When I had my kids, I focused on them. I worked on being the best solo parent I could be, which was new for them and for me. It was a really challenging time, but I took the time as an opportunity to do a bunch of things I hadn’t done a lot of as a working mom. I took them to school every day. I packed their lunches and made their breakfasts, which probably sounds unremarkable, but if you knew me, you’d know I’m actually a terrible cook. I was fortunate. My kids were young enough that they loved the only three things I knew how to make. I volunteered to coach or be the team parent or chaperone for field trips. In terms of taking care of myself, when my kids were with their dad, that’s when I focused on me. I started doing things I used to do when I was younger. I started ice-skating again, which I used to do competitively when I was a kid. I’d take trips with friends and family.

Did you ever consider giving up? 

Definitely. It was the first time in my adult life that I wasn’t working full time, and it was also the first time I thought about leaving that venture firm. I’d been there for 15 years. I was very lucky. The fund grew a lot. Financially, I didn’t really need to work. At the same time, I knew I loved working. I loved being around tech founders and start-ups and hearing their ideas about new companies they wanted to start and build. On leave, I had some time away from the day-to-day of being a managing partner. It made me think differently about what I could do and still be doing the things I love, like venture capital and investing in tech start-ups, while still being a whole person and a present mom. So that was really the impetus for me leaving that firm and starting my own.

What advice would you give others who feel as if they’re going through something in their career they might not overcome? 

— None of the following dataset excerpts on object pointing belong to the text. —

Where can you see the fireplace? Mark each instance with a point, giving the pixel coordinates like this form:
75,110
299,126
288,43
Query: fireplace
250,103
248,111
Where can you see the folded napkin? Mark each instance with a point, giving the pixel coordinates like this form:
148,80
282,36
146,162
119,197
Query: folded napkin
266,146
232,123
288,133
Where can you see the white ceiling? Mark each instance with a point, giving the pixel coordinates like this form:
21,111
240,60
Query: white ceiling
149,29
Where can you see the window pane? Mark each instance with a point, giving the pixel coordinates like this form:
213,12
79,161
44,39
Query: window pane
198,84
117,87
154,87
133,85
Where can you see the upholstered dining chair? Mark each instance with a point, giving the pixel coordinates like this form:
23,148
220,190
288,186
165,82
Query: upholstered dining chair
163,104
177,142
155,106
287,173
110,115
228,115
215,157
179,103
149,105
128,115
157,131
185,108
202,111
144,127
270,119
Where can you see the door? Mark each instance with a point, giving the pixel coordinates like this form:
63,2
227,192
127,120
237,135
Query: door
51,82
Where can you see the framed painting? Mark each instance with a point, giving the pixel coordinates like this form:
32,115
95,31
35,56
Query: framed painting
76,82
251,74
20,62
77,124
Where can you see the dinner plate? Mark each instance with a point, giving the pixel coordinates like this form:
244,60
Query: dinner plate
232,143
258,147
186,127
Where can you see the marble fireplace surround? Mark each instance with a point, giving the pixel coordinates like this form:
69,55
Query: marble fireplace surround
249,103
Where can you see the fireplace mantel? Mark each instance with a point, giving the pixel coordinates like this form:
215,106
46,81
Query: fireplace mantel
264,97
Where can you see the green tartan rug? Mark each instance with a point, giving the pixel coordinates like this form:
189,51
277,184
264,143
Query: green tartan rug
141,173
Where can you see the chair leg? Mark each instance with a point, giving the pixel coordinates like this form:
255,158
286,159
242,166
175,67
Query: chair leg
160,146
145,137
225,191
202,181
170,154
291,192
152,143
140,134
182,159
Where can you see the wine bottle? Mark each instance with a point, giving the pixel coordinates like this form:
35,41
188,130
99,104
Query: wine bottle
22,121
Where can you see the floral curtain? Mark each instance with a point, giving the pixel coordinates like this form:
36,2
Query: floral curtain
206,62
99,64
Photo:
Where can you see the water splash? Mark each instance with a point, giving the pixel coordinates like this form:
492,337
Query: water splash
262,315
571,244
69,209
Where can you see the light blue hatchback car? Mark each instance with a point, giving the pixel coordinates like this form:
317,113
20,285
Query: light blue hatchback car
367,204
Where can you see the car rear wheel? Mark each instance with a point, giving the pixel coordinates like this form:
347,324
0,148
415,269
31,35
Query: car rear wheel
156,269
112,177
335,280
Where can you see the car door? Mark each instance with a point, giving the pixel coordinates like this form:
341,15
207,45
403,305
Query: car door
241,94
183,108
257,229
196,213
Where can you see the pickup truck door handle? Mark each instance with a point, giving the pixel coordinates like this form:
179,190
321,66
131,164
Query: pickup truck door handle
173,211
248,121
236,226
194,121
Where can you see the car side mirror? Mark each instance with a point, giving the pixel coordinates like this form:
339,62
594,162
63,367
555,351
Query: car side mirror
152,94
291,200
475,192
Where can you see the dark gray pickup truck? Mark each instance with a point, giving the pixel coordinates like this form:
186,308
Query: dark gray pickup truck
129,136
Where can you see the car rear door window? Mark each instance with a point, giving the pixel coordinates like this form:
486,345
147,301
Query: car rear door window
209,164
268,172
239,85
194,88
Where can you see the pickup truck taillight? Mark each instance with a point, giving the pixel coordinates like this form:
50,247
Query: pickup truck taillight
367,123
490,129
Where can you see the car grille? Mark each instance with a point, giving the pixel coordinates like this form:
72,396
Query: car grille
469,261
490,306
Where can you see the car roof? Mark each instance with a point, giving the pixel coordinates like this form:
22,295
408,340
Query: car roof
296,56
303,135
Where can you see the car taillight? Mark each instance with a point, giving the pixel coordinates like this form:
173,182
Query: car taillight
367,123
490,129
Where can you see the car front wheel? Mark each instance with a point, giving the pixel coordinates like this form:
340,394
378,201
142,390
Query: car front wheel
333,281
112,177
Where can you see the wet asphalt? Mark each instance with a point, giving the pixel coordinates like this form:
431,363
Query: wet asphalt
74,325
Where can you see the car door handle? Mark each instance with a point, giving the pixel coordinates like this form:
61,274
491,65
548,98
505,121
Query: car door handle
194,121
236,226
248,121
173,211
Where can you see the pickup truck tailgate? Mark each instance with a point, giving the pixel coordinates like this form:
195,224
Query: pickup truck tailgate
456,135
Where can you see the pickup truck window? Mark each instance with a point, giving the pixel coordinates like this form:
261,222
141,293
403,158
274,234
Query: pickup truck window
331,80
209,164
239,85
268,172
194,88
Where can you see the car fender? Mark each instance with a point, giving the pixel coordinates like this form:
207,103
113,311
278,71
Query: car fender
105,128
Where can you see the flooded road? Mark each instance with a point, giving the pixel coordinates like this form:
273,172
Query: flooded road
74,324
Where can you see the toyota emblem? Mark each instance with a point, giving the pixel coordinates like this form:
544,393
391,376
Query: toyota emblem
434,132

When you’re feeling today like you’re not where you thought you would be, that doesn’t mean you’re not going to get to where you want to be. Don’t be overwhelmed by where you are today. Think about what you want to do next, and there’s always a path and a way to make that change. If part of that is taking a bet on yourself — taking your own money and starting your own business, your own fund, or leaving a place where you feel stuck — it seems risky, but what I’ve learned is that taking a calculated risk on yourself is probably the least risky thing you can do. Ultimately, we’re betting on people. What person do you know better?